GBP/JPY fell 0.11% to near 208.80 in European trading on Monday. The Japanese Yen strengthened after the US Supreme Court ruled against President Donald Trump’s tariff policy, raising demand for safer assets.
The Yen also gained as markets priced in a possible Bank of Japan rate rise in the near term. The Pound stayed broadly firm after stronger UK data.
February 2025 Market Backdrop
UK Retail Sales for January rose 1.8% month-on-month, up from 0.4% in December. The flash S&P Global UK Composite PMI for February rose to 53.9 from 53.7, against expectations of 53.4.
Traders are watching comments from Bank of England MPC member Alan Taylor in a fireside chat at Deutsche Bank. Taylor was one of four members who voted for a 25 basis point rate cut.
On the chart, price is below the falling 20-day EMA at 210.18. The 14-day RSI moved back above 40.00 after trading in the 20.00–40.00 zone.

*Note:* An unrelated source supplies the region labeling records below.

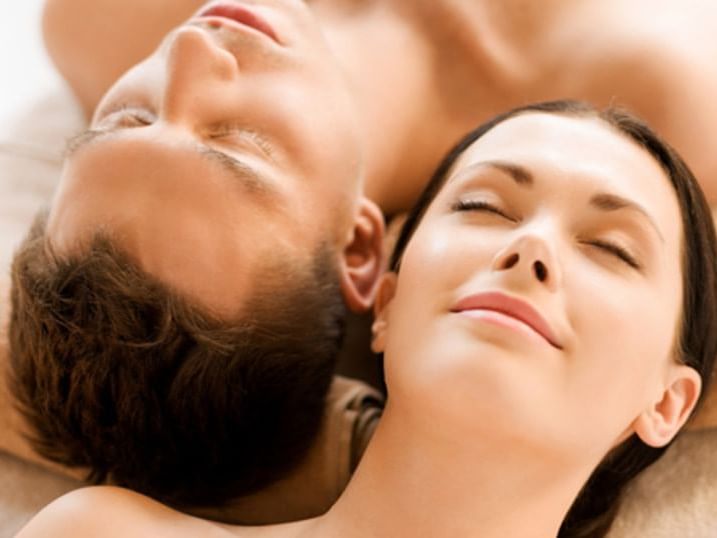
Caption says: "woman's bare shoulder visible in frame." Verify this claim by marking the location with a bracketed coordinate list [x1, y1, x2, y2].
[17, 486, 232, 538]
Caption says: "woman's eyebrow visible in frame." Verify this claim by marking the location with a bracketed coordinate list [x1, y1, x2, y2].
[65, 127, 276, 194]
[456, 160, 535, 187]
[590, 192, 665, 243]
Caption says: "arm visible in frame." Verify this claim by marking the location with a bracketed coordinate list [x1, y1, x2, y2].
[43, 0, 205, 117]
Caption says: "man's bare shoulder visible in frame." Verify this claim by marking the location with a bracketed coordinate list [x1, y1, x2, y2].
[17, 486, 235, 538]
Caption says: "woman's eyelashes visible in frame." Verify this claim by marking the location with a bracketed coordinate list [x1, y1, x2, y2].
[451, 198, 642, 270]
[583, 239, 642, 270]
[100, 104, 156, 127]
[451, 198, 518, 223]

If the pair breaks below the 17 February low of 207.24, it may test the 5 December low of 206.20. The analysis note says an AI tool helped write the technical section.
Options Strategies Considered
Looking back at the situation in February 2025, we saw a clear tug-of-war in the GBP/JPY pair. The Japanese Yen was gaining strength on safe-haven demand after a US Supreme Court ruling on tariffs, while strong UK economic data supported the Pound. The UK Composite PMI figure of 53.9 was particularly notable, as it continued a trend from late 2024 where the services sector showed surprising resilience.
The key driver for the Yen at that time was the growing expectation of a Bank of Japan (BoJ) policy shift. We recall that markets were pricing in a high probability of the BoJ ending its negative interest rate policy by April 2025, especially as core inflation in Tokyo had remained above the 2% target for over a year. This anticipation was a significant factor putting downward pressure on GBP/JPY.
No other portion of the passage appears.